Multi-team alert routing for base alerts

Problem

Currently, all base alerts configured through component openshift4-monitoring are routed to the same team. However, for some alerts (such as KubeJobFailed), this isn’t always correct, since there might be jobs that are managed by other teams. It would be better to route those alerts dynamically based on some criteria, such as a namespace label.

Goals

  • Selectively route base alerts to the appropriate teams based on namespace ownership

  • Define how "namespace ownership" can be either configured or inferred

Non-Goals

  • Define alert routing for custom alerts

  • Handle alerts in namespaces that aren’t managed through Project Syn

Proposals

Add namespace labels to relevant alerts

One option is to modify the alert queries to join the kube_namespace_labels metric to the result, such that the information therein can be used in the (statically defined) routing rules. This implies that namespace ownership is configured by setting a specific label on the namespace in question. No suitable label currently exists, so all components would need to be updated to provide one, for example based on component ownership.

However, not all alert rules have the namespace label, since not all are namespace scoped. Blindly joining the namespace label metric will therefore lead to some broken alerts. This problem can be solved by creating a new configuration option in component-openshift4-monitoring, in which a list of alerts and a list of labels can be specified. All listed alert rules will be modified to append the listed labels.

component-openshift4-monitoring already modifies the base OpenShift alert rules by creating copies of them. Modifying the alert rules in this way would be straightforward. The challenging part is figuring out which rules to modify, which would be specified through configuration. The alert routing rules will still be configured in the same way as they presently are.

If the modified alert queries are written in such a way that the ownership team label is renamed to syn_team, the existing alert routing rules should work without modification.

Generate routing rules for relevant namespaces based on cluster hierarchy data

With this option, namespace ownership is inferred from component ownership: Components with a dedicated team for operative responsibility should be configured with a syn.teams label, and components generally have a namespace label already. From this, a mapping between namespaces and teams can be inferred from the cluster hierarchy.

component-openshift4-monitoring would then generate routing rules for each team, which match any alerts where the namespace label is present and matches one of the team’s namespaces.

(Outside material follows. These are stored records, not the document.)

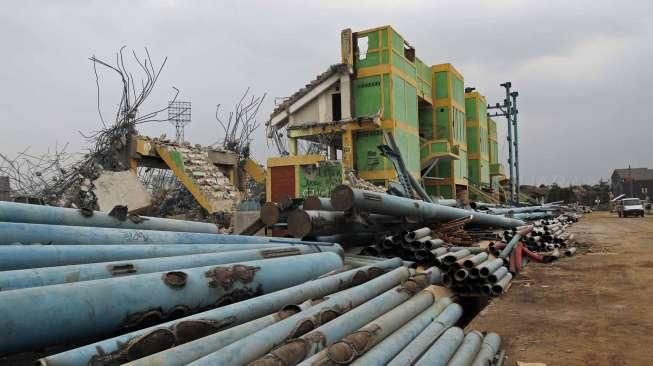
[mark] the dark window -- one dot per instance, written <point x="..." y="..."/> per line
<point x="336" y="113"/>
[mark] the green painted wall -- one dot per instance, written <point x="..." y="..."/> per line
<point x="319" y="180"/>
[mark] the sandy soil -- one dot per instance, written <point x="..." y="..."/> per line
<point x="595" y="308"/>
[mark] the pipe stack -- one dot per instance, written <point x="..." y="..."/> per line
<point x="472" y="272"/>
<point x="165" y="297"/>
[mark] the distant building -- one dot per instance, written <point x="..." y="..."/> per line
<point x="633" y="182"/>
<point x="4" y="189"/>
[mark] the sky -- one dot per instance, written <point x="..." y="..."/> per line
<point x="582" y="68"/>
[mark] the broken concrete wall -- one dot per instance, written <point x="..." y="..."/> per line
<point x="121" y="188"/>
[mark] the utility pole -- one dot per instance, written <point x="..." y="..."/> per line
<point x="509" y="111"/>
<point x="515" y="111"/>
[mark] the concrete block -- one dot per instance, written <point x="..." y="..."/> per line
<point x="121" y="188"/>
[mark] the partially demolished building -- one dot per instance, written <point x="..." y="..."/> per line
<point x="382" y="87"/>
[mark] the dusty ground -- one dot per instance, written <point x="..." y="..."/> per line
<point x="595" y="308"/>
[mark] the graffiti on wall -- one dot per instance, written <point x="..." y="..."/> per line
<point x="319" y="179"/>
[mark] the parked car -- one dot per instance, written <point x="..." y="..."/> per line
<point x="630" y="207"/>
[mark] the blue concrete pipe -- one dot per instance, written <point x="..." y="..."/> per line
<point x="42" y="316"/>
<point x="119" y="348"/>
<point x="37" y="214"/>
<point x="36" y="277"/>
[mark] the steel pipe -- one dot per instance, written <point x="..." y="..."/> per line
<point x="344" y="198"/>
<point x="443" y="349"/>
<point x="147" y="341"/>
<point x="489" y="347"/>
<point x="486" y="268"/>
<point x="70" y="235"/>
<point x="313" y="203"/>
<point x="468" y="350"/>
<point x="16" y="257"/>
<point x="36" y="214"/>
<point x="36" y="277"/>
<point x="387" y="349"/>
<point x="417" y="346"/>
<point x="293" y="351"/>
<point x="417" y="234"/>
<point x="497" y="275"/>
<point x="258" y="344"/>
<point x="319" y="223"/>
<point x="513" y="242"/>
<point x="67" y="312"/>
<point x="475" y="260"/>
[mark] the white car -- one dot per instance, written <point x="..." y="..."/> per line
<point x="630" y="207"/>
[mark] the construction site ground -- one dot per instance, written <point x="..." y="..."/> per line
<point x="595" y="308"/>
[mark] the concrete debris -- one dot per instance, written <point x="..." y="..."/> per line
<point x="119" y="188"/>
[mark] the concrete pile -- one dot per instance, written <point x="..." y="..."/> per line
<point x="141" y="291"/>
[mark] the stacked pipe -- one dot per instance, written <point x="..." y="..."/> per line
<point x="367" y="316"/>
<point x="96" y="274"/>
<point x="548" y="237"/>
<point x="472" y="272"/>
<point x="163" y="297"/>
<point x="353" y="213"/>
<point x="416" y="245"/>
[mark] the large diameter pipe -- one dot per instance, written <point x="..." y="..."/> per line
<point x="80" y="310"/>
<point x="489" y="347"/>
<point x="443" y="349"/>
<point x="344" y="198"/>
<point x="468" y="350"/>
<point x="148" y="341"/>
<point x="71" y="235"/>
<point x="410" y="353"/>
<point x="258" y="344"/>
<point x="36" y="214"/>
<point x="36" y="277"/>
<point x="36" y="256"/>
<point x="302" y="223"/>
<point x="513" y="242"/>
<point x="357" y="343"/>
<point x="313" y="203"/>
<point x="188" y="352"/>
<point x="293" y="351"/>
<point x="387" y="349"/>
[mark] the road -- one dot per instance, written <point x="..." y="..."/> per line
<point x="595" y="308"/>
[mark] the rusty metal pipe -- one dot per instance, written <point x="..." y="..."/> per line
<point x="417" y="234"/>
<point x="119" y="348"/>
<point x="345" y="198"/>
<point x="418" y="345"/>
<point x="475" y="260"/>
<point x="67" y="312"/>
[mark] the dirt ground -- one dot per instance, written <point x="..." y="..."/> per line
<point x="595" y="308"/>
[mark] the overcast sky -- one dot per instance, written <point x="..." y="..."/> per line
<point x="582" y="68"/>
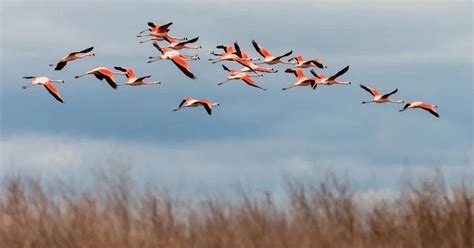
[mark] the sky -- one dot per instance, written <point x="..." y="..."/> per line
<point x="254" y="138"/>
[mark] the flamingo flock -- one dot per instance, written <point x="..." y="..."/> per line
<point x="251" y="67"/>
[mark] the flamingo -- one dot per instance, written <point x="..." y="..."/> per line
<point x="102" y="73"/>
<point x="378" y="98"/>
<point x="428" y="107"/>
<point x="47" y="83"/>
<point x="238" y="75"/>
<point x="228" y="54"/>
<point x="132" y="79"/>
<point x="190" y="102"/>
<point x="244" y="60"/>
<point x="301" y="63"/>
<point x="332" y="79"/>
<point x="183" y="44"/>
<point x="268" y="58"/>
<point x="158" y="32"/>
<point x="302" y="79"/>
<point x="178" y="59"/>
<point x="73" y="56"/>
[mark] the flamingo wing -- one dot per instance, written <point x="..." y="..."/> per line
<point x="372" y="91"/>
<point x="53" y="91"/>
<point x="155" y="44"/>
<point x="141" y="78"/>
<point x="260" y="49"/>
<point x="429" y="108"/>
<point x="206" y="107"/>
<point x="164" y="28"/>
<point x="315" y="74"/>
<point x="250" y="82"/>
<point x="389" y="94"/>
<point x="297" y="72"/>
<point x="339" y="73"/>
<point x="60" y="65"/>
<point x="189" y="41"/>
<point x="183" y="66"/>
<point x="285" y="55"/>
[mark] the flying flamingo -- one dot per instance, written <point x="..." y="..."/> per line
<point x="238" y="75"/>
<point x="183" y="44"/>
<point x="47" y="83"/>
<point x="268" y="58"/>
<point x="190" y="102"/>
<point x="332" y="79"/>
<point x="244" y="60"/>
<point x="229" y="55"/>
<point x="428" y="107"/>
<point x="158" y="32"/>
<point x="73" y="56"/>
<point x="132" y="79"/>
<point x="301" y="63"/>
<point x="178" y="59"/>
<point x="378" y="98"/>
<point x="102" y="73"/>
<point x="302" y="79"/>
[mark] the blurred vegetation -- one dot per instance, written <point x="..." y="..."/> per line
<point x="114" y="213"/>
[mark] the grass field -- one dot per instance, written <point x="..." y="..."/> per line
<point x="116" y="214"/>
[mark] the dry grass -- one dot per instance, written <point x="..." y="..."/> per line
<point x="113" y="214"/>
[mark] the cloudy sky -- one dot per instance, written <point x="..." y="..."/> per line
<point x="255" y="137"/>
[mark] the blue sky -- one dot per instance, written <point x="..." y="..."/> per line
<point x="423" y="48"/>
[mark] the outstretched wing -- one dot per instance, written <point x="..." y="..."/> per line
<point x="60" y="65"/>
<point x="225" y="68"/>
<point x="237" y="52"/>
<point x="315" y="74"/>
<point x="189" y="41"/>
<point x="206" y="107"/>
<point x="183" y="66"/>
<point x="285" y="55"/>
<point x="87" y="50"/>
<point x="182" y="103"/>
<point x="389" y="94"/>
<point x="296" y="71"/>
<point x="339" y="73"/>
<point x="53" y="91"/>
<point x="155" y="44"/>
<point x="141" y="78"/>
<point x="430" y="109"/>
<point x="372" y="91"/>
<point x="164" y="28"/>
<point x="260" y="49"/>
<point x="250" y="82"/>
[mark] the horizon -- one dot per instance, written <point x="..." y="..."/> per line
<point x="254" y="137"/>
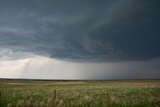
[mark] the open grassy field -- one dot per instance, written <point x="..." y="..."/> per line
<point x="24" y="93"/>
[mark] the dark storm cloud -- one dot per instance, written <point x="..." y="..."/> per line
<point x="101" y="30"/>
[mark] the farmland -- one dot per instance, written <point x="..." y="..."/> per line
<point x="124" y="93"/>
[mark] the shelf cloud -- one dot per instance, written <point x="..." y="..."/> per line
<point x="80" y="32"/>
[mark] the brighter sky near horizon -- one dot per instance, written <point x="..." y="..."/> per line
<point x="80" y="39"/>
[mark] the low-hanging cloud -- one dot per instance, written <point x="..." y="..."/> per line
<point x="39" y="67"/>
<point x="86" y="31"/>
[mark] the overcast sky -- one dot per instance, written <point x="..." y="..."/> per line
<point x="80" y="39"/>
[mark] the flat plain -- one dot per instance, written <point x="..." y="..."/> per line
<point x="119" y="93"/>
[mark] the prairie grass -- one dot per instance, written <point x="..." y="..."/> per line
<point x="144" y="93"/>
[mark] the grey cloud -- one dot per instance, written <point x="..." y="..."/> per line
<point x="82" y="30"/>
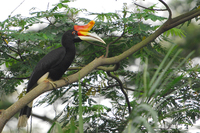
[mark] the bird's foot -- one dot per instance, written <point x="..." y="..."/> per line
<point x="101" y="56"/>
<point x="65" y="79"/>
<point x="52" y="83"/>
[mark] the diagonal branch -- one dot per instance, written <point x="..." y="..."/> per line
<point x="43" y="87"/>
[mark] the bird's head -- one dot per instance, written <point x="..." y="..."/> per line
<point x="81" y="33"/>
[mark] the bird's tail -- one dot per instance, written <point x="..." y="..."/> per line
<point x="24" y="115"/>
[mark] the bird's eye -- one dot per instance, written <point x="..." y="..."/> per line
<point x="73" y="32"/>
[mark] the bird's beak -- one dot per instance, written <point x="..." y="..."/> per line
<point x="83" y="33"/>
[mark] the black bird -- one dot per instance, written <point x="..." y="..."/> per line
<point x="53" y="65"/>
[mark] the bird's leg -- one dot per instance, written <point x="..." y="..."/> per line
<point x="65" y="79"/>
<point x="51" y="82"/>
<point x="45" y="79"/>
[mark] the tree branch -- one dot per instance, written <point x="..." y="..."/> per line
<point x="43" y="87"/>
<point x="150" y="8"/>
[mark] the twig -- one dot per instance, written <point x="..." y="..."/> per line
<point x="150" y="8"/>
<point x="107" y="48"/>
<point x="168" y="9"/>
<point x="17" y="7"/>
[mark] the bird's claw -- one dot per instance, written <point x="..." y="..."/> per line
<point x="54" y="85"/>
<point x="66" y="79"/>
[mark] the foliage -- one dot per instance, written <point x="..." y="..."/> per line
<point x="163" y="95"/>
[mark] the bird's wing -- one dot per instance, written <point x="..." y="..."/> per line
<point x="49" y="61"/>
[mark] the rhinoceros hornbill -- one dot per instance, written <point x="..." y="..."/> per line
<point x="53" y="65"/>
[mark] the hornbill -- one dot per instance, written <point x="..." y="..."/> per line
<point x="53" y="65"/>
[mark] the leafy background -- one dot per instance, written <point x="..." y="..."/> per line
<point x="163" y="94"/>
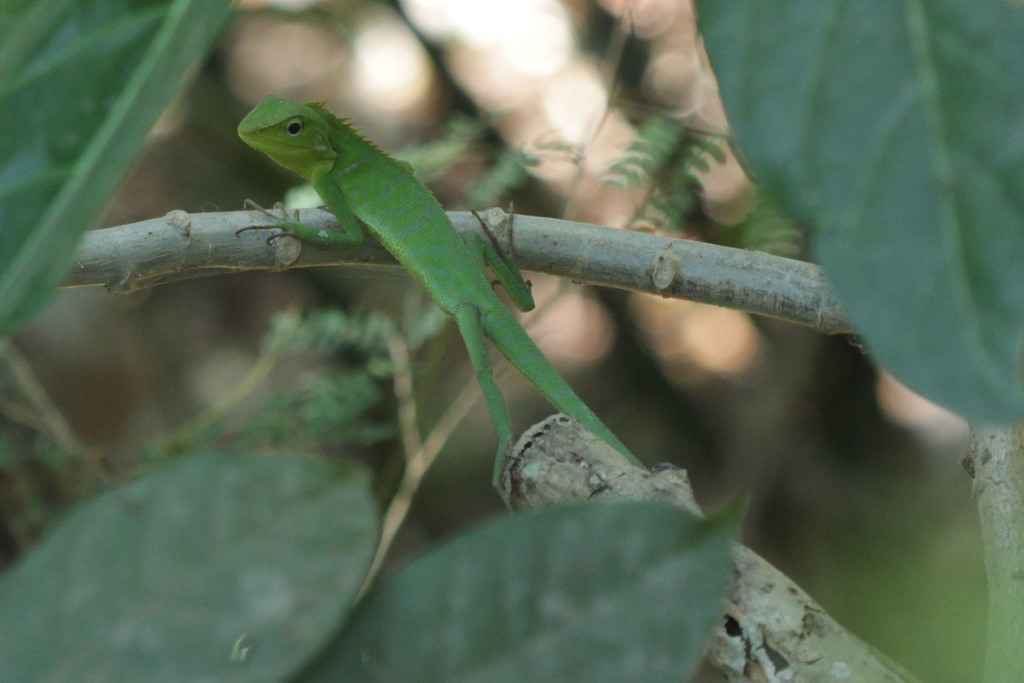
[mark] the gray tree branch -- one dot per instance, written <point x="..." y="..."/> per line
<point x="181" y="246"/>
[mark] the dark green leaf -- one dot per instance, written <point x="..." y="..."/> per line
<point x="81" y="84"/>
<point x="895" y="129"/>
<point x="592" y="593"/>
<point x="214" y="567"/>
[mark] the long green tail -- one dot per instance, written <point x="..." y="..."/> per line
<point x="506" y="333"/>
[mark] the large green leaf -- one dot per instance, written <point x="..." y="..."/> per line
<point x="81" y="83"/>
<point x="215" y="567"/>
<point x="591" y="593"/>
<point x="896" y="129"/>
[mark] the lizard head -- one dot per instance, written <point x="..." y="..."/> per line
<point x="297" y="136"/>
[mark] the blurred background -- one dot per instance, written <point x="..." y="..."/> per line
<point x="599" y="111"/>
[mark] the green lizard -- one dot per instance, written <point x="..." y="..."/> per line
<point x="364" y="185"/>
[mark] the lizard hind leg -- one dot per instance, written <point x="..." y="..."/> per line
<point x="471" y="327"/>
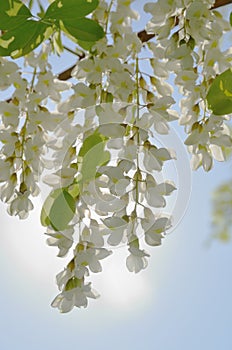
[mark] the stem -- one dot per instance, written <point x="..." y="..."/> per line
<point x="74" y="52"/>
<point x="107" y="13"/>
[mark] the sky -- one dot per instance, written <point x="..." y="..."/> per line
<point x="181" y="301"/>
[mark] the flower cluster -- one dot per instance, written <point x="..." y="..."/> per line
<point x="99" y="140"/>
<point x="188" y="39"/>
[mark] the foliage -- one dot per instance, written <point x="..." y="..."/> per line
<point x="95" y="141"/>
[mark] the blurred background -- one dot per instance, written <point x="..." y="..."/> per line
<point x="183" y="300"/>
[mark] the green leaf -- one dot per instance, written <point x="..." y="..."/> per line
<point x="22" y="40"/>
<point x="44" y="216"/>
<point x="13" y="14"/>
<point x="62" y="211"/>
<point x="70" y="9"/>
<point x="84" y="29"/>
<point x="90" y="142"/>
<point x="93" y="155"/>
<point x="219" y="96"/>
<point x="58" y="209"/>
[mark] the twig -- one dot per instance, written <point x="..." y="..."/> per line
<point x="143" y="36"/>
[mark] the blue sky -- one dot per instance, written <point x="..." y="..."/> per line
<point x="181" y="301"/>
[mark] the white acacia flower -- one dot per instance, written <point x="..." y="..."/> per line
<point x="63" y="240"/>
<point x="136" y="261"/>
<point x="76" y="294"/>
<point x="8" y="189"/>
<point x="92" y="234"/>
<point x="90" y="257"/>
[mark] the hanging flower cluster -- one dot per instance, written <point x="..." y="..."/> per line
<point x="98" y="141"/>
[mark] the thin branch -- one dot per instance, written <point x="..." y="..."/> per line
<point x="143" y="36"/>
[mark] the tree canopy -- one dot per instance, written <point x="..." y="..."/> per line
<point x="95" y="132"/>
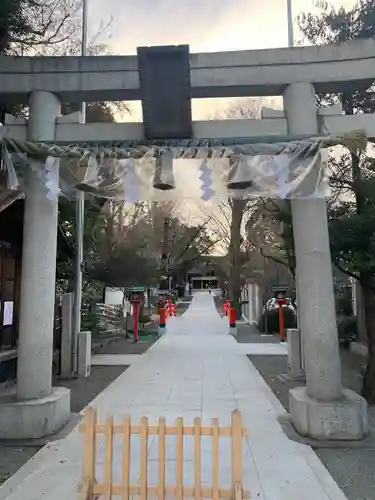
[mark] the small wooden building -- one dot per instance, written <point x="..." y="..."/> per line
<point x="11" y="232"/>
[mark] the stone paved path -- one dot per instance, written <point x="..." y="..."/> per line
<point x="197" y="369"/>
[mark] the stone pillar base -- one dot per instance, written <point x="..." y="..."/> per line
<point x="35" y="418"/>
<point x="345" y="419"/>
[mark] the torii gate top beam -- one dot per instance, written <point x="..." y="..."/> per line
<point x="226" y="74"/>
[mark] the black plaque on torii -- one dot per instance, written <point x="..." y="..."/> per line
<point x="164" y="76"/>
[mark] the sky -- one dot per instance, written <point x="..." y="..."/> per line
<point x="206" y="25"/>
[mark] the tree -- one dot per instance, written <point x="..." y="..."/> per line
<point x="228" y="221"/>
<point x="137" y="236"/>
<point x="352" y="218"/>
<point x="26" y="24"/>
<point x="51" y="28"/>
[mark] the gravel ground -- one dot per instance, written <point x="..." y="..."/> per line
<point x="353" y="468"/>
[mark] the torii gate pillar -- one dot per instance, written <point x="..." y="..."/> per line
<point x="322" y="409"/>
<point x="37" y="409"/>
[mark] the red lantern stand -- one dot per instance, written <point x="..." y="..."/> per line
<point x="281" y="302"/>
<point x="136" y="306"/>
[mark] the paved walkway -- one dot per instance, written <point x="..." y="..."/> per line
<point x="197" y="369"/>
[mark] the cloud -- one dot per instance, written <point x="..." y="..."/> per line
<point x="206" y="25"/>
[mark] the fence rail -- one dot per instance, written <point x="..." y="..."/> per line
<point x="107" y="489"/>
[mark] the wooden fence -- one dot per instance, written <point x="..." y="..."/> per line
<point x="91" y="489"/>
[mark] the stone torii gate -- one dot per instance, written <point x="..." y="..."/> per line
<point x="322" y="409"/>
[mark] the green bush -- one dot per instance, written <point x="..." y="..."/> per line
<point x="290" y="320"/>
<point x="347" y="329"/>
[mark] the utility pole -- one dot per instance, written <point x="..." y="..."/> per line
<point x="80" y="210"/>
<point x="290" y="23"/>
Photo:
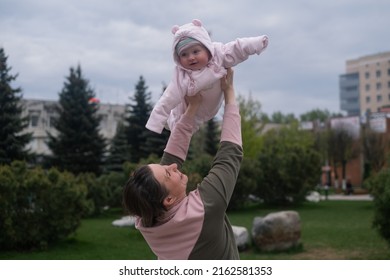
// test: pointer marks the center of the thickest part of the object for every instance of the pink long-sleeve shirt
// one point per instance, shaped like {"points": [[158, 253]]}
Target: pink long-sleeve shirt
{"points": [[198, 227], [171, 105]]}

With this approach, the routing rules would be generated by component-openshift4-monitoring. Previously, they were configured statically (though still through the component) by specifying parameters.openshift4_monitoring.alertManagerConfig. In our setup, this configuration is provided as a template in commodore-defaults, and is included into the cluster hierarchy where necessary.

component-openshift4-monitoring should expose a way to configure which team’s alerts should go to which alert receiver, so it can generate the rules accordingly. There should be a default receiver, for teams where no explicit receiver was provided. The new configuration can continue to be provided as a global template.

If the complete new configuration can be provided under parameters.openshift4_monitoring.alertManagerConfig, tenant repos won’t require any changes. Only commodore-defaults will need to be updated with the new configuration.

Decision

component-openshift4-monitoring will generate dynamic alert routing rules based on cluster hierarchy data.

Rationale

With this approach, the monitoring component can leverage the existing source of truth for component (instance) ownership to route the base alerts. The other approach would necessitate duplicating this information in the namespace labels, or updating all of the components to expose this information in a namespace label.

In addition, the alternative approach requires maintaining a list of base alerts which have the namespace label. The chosen approach doesn’t require such a list, so it doesn’t carry a risk of forgetting certain alerts.